With a market capitalization of $20 billion, shareholders are valuing Tesla (NASDAQ:TSLA) more like a technology company than an automaker.
There is some reason for their enthusiasm. Sales have been great in California, the company’s home base and the largest U.S auto market. The California New Car Dealers Association on Monday reported sales results for the first six months of 2013, and Tesla’s Model S was the third-best selling luxury sedan after Daimler’s (DDAIF.PK) Mercedes-Benz E Class and BMW’s 5 Series models. In fact, this particular piece of news sent shares of the electric vehicle manufacturer to a new all-time high of $173. When the company’s stock price surged past $172.75 during that rally, its market capitalization hit $20 billion.
“Justified or not, the expectations for this company are now very high,” Baum & Associates automobile analyst Alan Baum told Bloomberg. He likened the electric vehicle manufacturer to Apple (NASDAQ:AAPL), saying the company has “managed to cross the automotive and technology fields to become this hot commodity.”
Especially compared with 2012, when the company was missing production target after production target, 2013 has been a banner year for Tesla. The Model S has been hit with several accolades: Motor Trend declared the electric vehicle its 2013 Car of the Year, Consumer Reports gave the vehicle a near-perfect score of 99 out of 100, and the National Highway Traffic Safety Administration gave Model S a 5-star crash safety rating this month.
These awards have contributed to Tesla’s standing in both the automotive world and the technology world, and the growing reputation of the Model S has no doubt boosted its sales. That Tesla’s luxury electric vehicle — the Model S Sedan — has become popular with the affluent and the environmentally conscious is clear from the numbers.

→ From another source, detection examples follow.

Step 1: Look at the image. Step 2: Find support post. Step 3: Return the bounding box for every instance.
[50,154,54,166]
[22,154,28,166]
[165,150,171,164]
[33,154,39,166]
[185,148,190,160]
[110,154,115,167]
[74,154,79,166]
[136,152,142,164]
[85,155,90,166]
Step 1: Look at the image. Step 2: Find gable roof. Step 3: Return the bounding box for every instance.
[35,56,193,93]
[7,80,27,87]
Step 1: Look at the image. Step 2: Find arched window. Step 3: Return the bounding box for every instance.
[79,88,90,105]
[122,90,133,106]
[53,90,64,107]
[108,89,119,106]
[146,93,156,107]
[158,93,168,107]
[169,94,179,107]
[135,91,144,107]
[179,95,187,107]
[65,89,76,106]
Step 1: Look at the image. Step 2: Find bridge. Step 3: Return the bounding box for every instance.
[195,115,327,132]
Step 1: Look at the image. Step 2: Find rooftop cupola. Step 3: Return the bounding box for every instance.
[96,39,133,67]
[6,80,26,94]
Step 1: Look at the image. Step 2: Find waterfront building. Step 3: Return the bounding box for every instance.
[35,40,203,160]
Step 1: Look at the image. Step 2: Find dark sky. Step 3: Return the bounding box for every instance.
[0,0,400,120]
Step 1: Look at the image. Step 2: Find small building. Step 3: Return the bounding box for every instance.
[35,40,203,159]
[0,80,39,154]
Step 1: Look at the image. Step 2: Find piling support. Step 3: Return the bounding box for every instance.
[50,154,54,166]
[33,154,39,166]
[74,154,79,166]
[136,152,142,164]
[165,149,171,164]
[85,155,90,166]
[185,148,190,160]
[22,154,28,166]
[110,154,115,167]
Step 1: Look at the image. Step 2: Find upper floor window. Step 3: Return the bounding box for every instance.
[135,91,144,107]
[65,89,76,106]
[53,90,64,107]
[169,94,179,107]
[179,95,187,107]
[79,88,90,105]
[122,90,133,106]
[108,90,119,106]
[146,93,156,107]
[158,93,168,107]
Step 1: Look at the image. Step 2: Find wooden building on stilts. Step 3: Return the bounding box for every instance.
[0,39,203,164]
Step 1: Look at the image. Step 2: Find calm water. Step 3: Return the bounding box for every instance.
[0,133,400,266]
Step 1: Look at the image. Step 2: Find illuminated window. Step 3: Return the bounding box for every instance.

The company sold 5,150 cars in the second quarter, or approximately 1,700 per month, a figure comparable to the sales of its top plug-in rivals, the Nissan (NSANY.PK) Leaf and General Motors’s (NYSE:GM) Chevy Volt. That sales figure not only puts the company well on its way to achieving its target of 20,000 deliveries for 2013 but also contributed to the automaker’s surprisingly strong second-quarter results.
Of course, there are issues the company must still work out. There are nowhere near enough charging stations to support Tesla’s aspiration of transforming from a niche automaker into a giant, and auto dealerships — affiliates of major automakers like GM, Ford (NYSE:F), and Toyota (NYSE:TM) — are challenging its nontraditional method of selling its electric vehicles, which eschews the dealership model. Then, there is the problem of the base price of the Model S. At nearly $70,000, such a vehicle does not appeal to the mass market, and any low-cost version is not only years away but will considerably narrow the company’s margins.
Still, Wall Street deemed it appropriate to bestow upon the company a market value that is 10 times its expected annual sales this year. At that valuation, Tesla is more expensive than Ford, which is valued at $64 billion, or slightly less than half the value of the company’s expected 2013 sales of $140 billion, and more expensive than Toyota, which is valued at $200 billion, or about three-quarters of its expected annual sales of $260 billion. It even has a higher price-to-sales ratio than Google (NASDAQ:GOOG), whose market cap of $290 billion is about five times 2013’s expected revenue.
As a result of this expensive valuation, a large number of investors have sold Tesla’s stock short, effectively betting that Tesla will not be able to make good on the industry’s expectations and that its shares will drop instead of continuing to rise in the near future. But whether these short bets pay off depends on the company’s ability to develop an electric vehicle at a favorable price point — one that does not hurt its margins significantly — and its ability to translate Tesla’s technological prowess into benefits that the industry appreciates.